# Need Graphite mold and other



## jmdlcar (Aug 16, 2012)

Hi all,

If you need to buy any graphite molds and other check this out. He will try and make what you might want.

http://www.ebay.com/sch/canvasman34/m.html?_nkw=&amp;amp;amp;_armrs=1&amp;amp;amp;_from=&amp;amp;amp;_ipg=25&amp;amp;amp;_trksid=p3984.m1426.l2654

You can tell him that Jack Carpenter told you.

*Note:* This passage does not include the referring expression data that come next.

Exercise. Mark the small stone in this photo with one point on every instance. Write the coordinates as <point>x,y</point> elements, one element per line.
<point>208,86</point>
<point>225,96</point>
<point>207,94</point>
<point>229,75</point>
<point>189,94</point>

You can delete this or move it if need too.

Jack


----------



## ejaeromechanic (Aug 16, 2012)

lol I saw your post and the way it was worded I thought you were asking where to get graphite molds from. So I was going to recommend him to you. Anyways this is exactly the same guy I was going to refer you too. Also I have guides on how to make your own, but at his prices I don't even bother. I just buy my crusibles and molds from him cause he already has everything set up and it would cost more for me to do it myself, than to buy from him. Nice to see other people supporting people that support our hobby/trade.


----------



## chaseonbase (Jul 26, 2013)

Wow. Looks like I found the wrong place. I paid 25 for a dinky mold from some other guys on ebay. Ill definitely check this guy out next time. Do you know if he makes any hexagon molds?


----------



## ilikesilver (Aug 4, 2013)

jmdlcar said:


> Hi all,
> 
> If you need to buy any graphite molds and other check this out. He will try and make what you might want.
> 
> ...



bought one from him, nice quality, made to order. tim


----------